Roman martyrs venerated as saints

Mark and Marcellian (Latin: Marcus et Marcellianus) are martyrs venerated as saints by the Roman Catholic Church and the Eastern Orthodox Church. Their cult is sometimes associated with that of Saints Tranquillinus, Martia, Nicostratus, Zoe, Castulus, and Tiburtius, though not in the official liturgical books of the Church, which mention only Mark and Marcellianus (in first place) among the saints for 18 June. Their mention in the General Roman Calendar on that date from before the time of the Tridentine calendar was removed in the 1969 revision, because nothing is known about them except their names, the fact of their martyrdom, and that they were buried on 18 June in the cemetery of Santa Balbina on the Via Ardeatina.

Their legend states that they were martyred at Rome under the Emperor Diocletian towards the end of the third century, most likely in the year 286. They are mentioned in most of the ancient martyrologies, including the Roman Martyrology, and their martyrdom is described in the Acts of St Sebastian, which, though ancient, is largely legendary.

==Legend==
According to tradition, Mark and Marcellian were twin brothers from a distinguished family. They lived in Rome and became deacons in the early Church. When they refused to sacrifice to the Roman gods, they were arrested. Their parents, Tranquillinus and Martia, visited them in prison, urging them to renounce their being Christians.

However, Sebastian convinced them not to abandon their faith. Sebastian converted Tranquillinus and Martia, as well as Tiburtius, the son of Agrestius Chromatius, allegedly prefect of Rome. Nicostratus, another official, and his wife Zoe, were also converted. According to the legend, Zoe had been a mute for six years. However, she made known to Sebastian her desire to convert to the Church. As soon as she had, her speech returned to her. Nicostratus then brought the rest of the prisoners; these were sixteen people who were also converted by Sebastian.

Chromatius and Tiburtius became converts, and Chromatius set free all his prisoners, resigned his position, and retired to Campania.

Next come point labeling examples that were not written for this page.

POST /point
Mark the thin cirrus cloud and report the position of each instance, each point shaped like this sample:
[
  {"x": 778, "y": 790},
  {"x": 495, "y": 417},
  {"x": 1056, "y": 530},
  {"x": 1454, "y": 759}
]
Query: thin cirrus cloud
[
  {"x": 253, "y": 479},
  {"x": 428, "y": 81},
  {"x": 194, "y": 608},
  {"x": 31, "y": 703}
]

Mark and Marcellian were concealed by Castulus, a Christian officer, but they were betrayed by an apostate, Torquatus. The twins were again taken into custody. Chromatius's alleged successor Fabianus condemned them to be bound head downwards to two pillars with their feet nailed to them. Mark and Marcellian hung there for a full day until they were pierced with lances. The twins were buried in the Via Ardeatina, near the cemetery of Domitilla.

Meanwhile, Zoe was hung to the branch of a tree and a fire was kindled underneath her feet, and she was killed. Nicostratus and five others were drowned in the Tiber. Tiburtius was thrown into a ditch and buried alive.

==Veneration==
The bodies of Marcus and Marcellianus were moved, probably during the ninth century, to the Church of Santi Cosma e Damiano. They were discovered there in 1583 during the reign of Pope Gregory XIII.

The bodies remain there in a tomb, near an ancient painting of the two martyrs with a third person, who appears to be the Virgin Mary. In 1902, their basilica in the catacombs of Saint Balbina was rediscovered.